This is the second post on The Atlas of New Librarianship webinar held on 20 September 2012. In the first post I wrote about the need to distinguish libraries from librarians.
Anyone who knows me well will know that I ask a lot of questions about everything. I ask questions because I want to understand. By asking questions I’m attempting to test the robustness of an approach or idea rather than uncover flaws.
So I was absolutely delighted to hear David Lankes encouraging us to think deeper. It’s not something we as librarians do on a regular basis individually, in teams or as a profession; but I think we need to have these conversations at all levels to survive and thrive.
The primary message of the webinar was that we have to get past what we do as librarians and think about why we do it.
- Why do we have collections?
- Why do we have reference desks?
- Why do we have spine labels?
- Why do we run story times?
- Why do we provide a learning commons?
- Why do we have different lending periods for graduates and undergraduates?
- Why do we shelve dvds separately from books?
- Why do we open at 9am?
I could go on but I think you get the idea. 🙂
The point of these questions is to enable us to step away from the ‘what’ of librarianship and focus on the ‘why’ of librarianship.
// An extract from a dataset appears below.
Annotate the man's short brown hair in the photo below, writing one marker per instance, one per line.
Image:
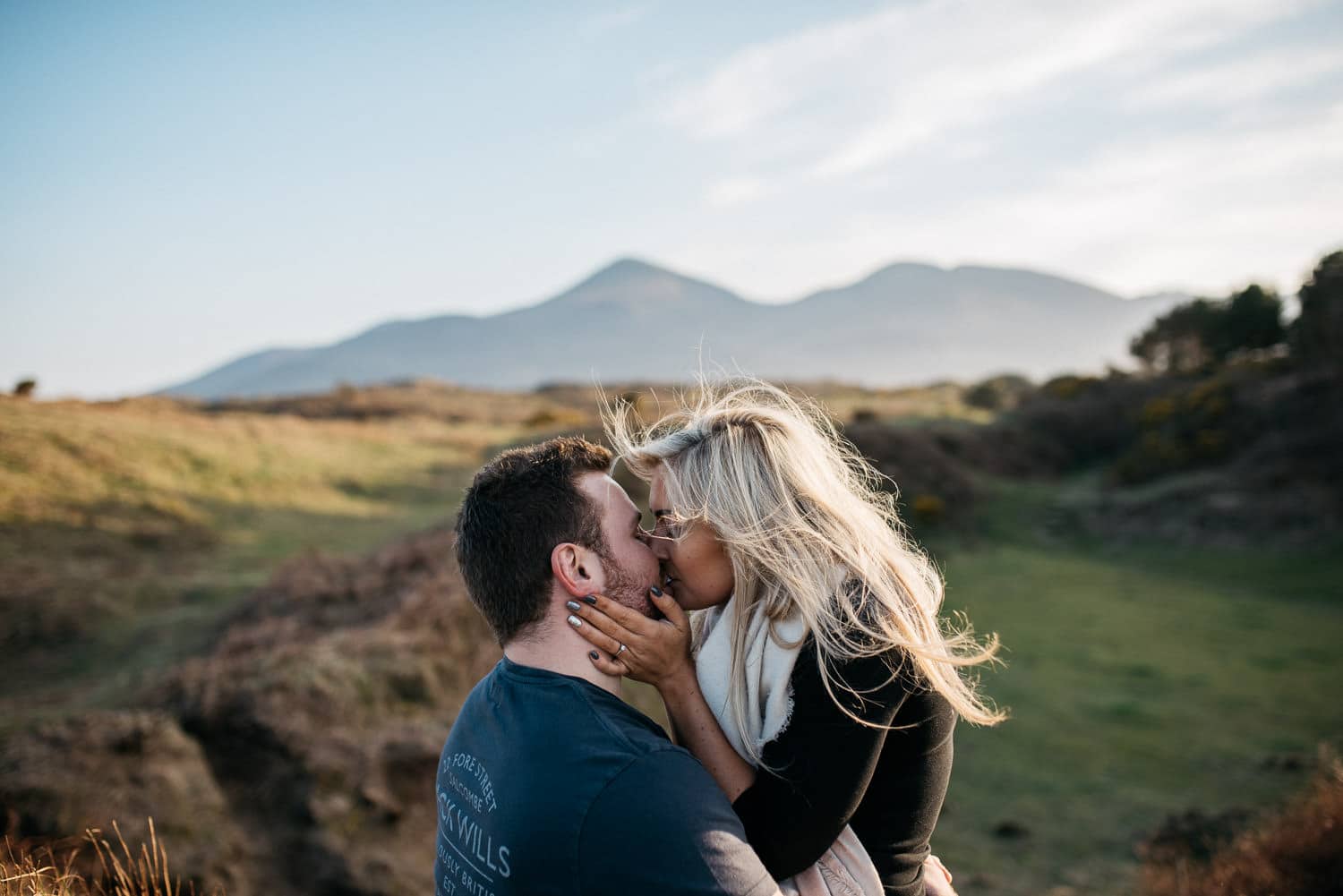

It enables us to forget about ebooks, Google, metadata, budget cuts, social media, marketing or whatever the latest threat (or excitement) is, and to think about how it fits with the purpose of your library.
And once you start thinking like this it certainly throws your ‘known world’ into disarray. But it also provides a sense of freedom – the freedom to explore other worlds, the freedom to let go, and the freedom to improve the value of libraries and librarians.
New librarians are perfectly placed to ask these kinds of questions. And those of us who have been around a while need to encourage and provide opportunities for these conversations to occur.